Умру я, сожгут меня, буду болтаться пеплом в какой-то банке, а всё мне будет сниться жаркий день в сосновом лесу, с соснами, растущими высоко и прямо из мягкого, пружинистого мха, полного шапочек крепеньких маленьких моховиков, совершенно сухого из-за жары, и с кустами голубики, усыпанными большими сине-лиловыми ягодами, очень сладкими и ароматными. Для меня во вкусе голубики есть что-то болезненно-опьяняющее, потому что он смешивался с запахом странного растения, в изобилии встречающегося в сосновых лесах, с очень жесткими и ароматными листьями, в деревне именовавшегося болиголовом, хотя к настоящему болиголову оно отношения, насколько я теперь знаю, не имеет. От резкого запаха я одуревал, сосны звучали в моем мозгу, звучал и вкус голубики, и ее цвет, и синева неба, в которую упирались неимоверно высокие стволы сосен, прямо-таки рвавшиеся вверх, если смотреть на них снизу, как делал это я, валяясь в мягком мху, и: «Башня старинного английского собора? Откуда тут взялась башня английского собора?» — первые слова «Тайны Эдвина Друда» прямо-таки врезаны в моем мозгу, как эпитафия на каменной плите, так как сосны, жара, вкус и цвет голубики, мягкость мха и одурение прочно связаны у меня с зелеными с черным и золотом томиками Диккенса, которые я, уходя в лес один — а ходить в лес один я начал очень рано, с восьми лет, совершенно не боясь заблудиться, — таскал с собой, чтобы, наскучив собиранием грибов, поваляться и почитать.
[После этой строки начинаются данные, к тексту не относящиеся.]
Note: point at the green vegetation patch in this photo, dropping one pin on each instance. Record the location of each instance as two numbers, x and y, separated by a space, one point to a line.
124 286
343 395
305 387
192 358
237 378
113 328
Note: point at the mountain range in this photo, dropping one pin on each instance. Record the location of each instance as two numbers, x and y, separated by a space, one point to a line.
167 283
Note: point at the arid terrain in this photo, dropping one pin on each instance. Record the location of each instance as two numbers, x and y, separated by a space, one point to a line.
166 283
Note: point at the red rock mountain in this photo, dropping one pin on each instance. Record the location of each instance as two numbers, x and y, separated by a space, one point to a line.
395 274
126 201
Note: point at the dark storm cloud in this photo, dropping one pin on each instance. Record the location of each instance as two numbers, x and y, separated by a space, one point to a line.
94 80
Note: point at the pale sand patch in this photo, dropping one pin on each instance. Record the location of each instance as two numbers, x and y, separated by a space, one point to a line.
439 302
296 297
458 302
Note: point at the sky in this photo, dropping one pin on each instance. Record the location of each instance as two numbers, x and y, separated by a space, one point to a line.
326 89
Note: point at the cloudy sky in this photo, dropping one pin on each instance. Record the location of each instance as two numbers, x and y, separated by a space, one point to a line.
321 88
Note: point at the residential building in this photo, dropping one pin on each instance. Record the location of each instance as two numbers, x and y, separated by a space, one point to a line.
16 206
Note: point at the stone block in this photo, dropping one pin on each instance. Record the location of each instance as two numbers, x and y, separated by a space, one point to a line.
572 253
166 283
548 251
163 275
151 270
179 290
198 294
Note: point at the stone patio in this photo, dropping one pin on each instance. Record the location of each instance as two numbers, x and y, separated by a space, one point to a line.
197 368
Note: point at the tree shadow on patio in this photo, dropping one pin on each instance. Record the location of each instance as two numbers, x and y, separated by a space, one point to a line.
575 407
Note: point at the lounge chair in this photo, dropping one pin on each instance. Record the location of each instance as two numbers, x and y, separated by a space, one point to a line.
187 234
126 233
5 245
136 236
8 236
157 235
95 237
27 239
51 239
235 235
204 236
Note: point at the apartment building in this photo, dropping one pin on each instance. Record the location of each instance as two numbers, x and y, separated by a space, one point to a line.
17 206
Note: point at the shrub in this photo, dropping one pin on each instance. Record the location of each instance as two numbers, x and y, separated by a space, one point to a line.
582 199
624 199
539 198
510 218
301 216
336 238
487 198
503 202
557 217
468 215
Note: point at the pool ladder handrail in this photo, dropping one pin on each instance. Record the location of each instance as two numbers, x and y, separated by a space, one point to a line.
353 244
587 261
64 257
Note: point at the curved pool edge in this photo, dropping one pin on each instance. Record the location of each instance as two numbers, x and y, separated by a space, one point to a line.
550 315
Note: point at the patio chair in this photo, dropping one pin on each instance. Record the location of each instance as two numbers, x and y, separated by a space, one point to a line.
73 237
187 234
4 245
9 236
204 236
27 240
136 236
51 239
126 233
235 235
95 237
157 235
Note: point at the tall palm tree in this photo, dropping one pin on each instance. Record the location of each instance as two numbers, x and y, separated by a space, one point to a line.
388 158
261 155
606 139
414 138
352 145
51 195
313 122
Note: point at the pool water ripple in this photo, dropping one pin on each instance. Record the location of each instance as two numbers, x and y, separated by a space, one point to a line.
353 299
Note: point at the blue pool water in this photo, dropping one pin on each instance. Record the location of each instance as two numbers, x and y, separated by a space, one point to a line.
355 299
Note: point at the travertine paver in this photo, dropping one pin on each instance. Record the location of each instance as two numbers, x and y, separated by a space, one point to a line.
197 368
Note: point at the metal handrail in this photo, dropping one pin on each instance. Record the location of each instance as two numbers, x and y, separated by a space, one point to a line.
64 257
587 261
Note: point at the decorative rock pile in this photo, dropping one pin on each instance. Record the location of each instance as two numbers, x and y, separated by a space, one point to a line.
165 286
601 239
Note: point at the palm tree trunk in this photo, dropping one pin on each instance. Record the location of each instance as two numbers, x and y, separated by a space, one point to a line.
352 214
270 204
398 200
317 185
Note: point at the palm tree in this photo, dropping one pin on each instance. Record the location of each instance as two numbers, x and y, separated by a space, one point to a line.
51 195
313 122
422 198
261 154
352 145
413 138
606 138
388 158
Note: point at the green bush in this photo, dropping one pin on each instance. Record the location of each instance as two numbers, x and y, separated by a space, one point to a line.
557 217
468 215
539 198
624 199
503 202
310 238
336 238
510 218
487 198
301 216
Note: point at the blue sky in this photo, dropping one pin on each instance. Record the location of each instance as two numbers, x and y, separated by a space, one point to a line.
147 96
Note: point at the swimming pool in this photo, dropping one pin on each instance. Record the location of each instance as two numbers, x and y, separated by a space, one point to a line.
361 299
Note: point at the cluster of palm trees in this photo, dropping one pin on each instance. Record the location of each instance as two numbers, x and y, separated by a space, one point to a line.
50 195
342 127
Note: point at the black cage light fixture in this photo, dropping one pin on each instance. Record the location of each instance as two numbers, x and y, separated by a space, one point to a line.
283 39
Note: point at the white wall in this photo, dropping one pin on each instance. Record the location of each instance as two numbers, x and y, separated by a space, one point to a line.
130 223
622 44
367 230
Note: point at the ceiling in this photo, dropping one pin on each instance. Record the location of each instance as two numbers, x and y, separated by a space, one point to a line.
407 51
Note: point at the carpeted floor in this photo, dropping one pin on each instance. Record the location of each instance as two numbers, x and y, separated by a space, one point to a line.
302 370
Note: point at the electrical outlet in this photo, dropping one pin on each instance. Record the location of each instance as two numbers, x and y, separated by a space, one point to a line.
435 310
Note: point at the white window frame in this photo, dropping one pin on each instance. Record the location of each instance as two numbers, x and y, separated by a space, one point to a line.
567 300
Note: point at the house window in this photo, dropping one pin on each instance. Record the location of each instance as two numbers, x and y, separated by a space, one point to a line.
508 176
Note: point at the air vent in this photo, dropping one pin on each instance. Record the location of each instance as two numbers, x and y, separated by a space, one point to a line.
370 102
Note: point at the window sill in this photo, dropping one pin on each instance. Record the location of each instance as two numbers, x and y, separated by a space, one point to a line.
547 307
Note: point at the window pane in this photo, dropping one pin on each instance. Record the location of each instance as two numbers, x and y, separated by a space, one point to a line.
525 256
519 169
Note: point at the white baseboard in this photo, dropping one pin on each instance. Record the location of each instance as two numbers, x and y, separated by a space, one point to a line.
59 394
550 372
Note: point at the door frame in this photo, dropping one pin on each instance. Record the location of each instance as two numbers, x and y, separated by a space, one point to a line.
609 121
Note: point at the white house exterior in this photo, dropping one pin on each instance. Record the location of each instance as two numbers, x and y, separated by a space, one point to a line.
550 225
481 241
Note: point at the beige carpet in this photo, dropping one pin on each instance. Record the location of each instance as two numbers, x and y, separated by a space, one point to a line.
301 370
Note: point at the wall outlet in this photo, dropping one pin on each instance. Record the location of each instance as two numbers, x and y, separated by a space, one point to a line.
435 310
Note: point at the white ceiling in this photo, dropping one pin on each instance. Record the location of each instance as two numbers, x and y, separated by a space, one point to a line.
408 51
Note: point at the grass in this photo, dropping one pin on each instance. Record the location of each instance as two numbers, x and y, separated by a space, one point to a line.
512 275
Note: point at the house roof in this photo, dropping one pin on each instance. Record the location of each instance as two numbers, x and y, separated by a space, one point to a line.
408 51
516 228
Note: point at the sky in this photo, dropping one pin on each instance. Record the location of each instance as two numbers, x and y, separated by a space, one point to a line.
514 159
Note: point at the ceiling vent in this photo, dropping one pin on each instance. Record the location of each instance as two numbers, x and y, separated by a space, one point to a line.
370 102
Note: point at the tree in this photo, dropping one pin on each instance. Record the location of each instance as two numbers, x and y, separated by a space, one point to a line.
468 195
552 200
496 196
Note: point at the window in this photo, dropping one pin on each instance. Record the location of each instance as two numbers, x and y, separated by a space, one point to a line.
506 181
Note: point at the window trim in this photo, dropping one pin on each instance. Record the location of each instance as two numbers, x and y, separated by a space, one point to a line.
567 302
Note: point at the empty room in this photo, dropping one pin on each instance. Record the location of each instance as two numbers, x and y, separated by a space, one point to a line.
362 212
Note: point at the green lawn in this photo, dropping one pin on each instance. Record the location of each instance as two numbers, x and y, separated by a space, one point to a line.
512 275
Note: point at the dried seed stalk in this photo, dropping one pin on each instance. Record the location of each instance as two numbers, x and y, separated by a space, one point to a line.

Диккенса ж я в это время читал беспрестанно, даже приспособился с фонариком читать ночью под одеялом, когда бабушка загоняла меня в постель и тушила свет. Теперь, пока я еще не пепел в банке, когда я вспоминаю детство, то оно для меня — Ряттель, и в памяти, рядом с небом, соснами и сумеречным шепотом девичьих голосов на мелководье, лежат и зеленые томики Диккенса, прямо как часть природы какая-то, а не литературы. К тому же в звуке слова «Диккенс» есть что-то подхрюкивающее, как в слове «Ряттель».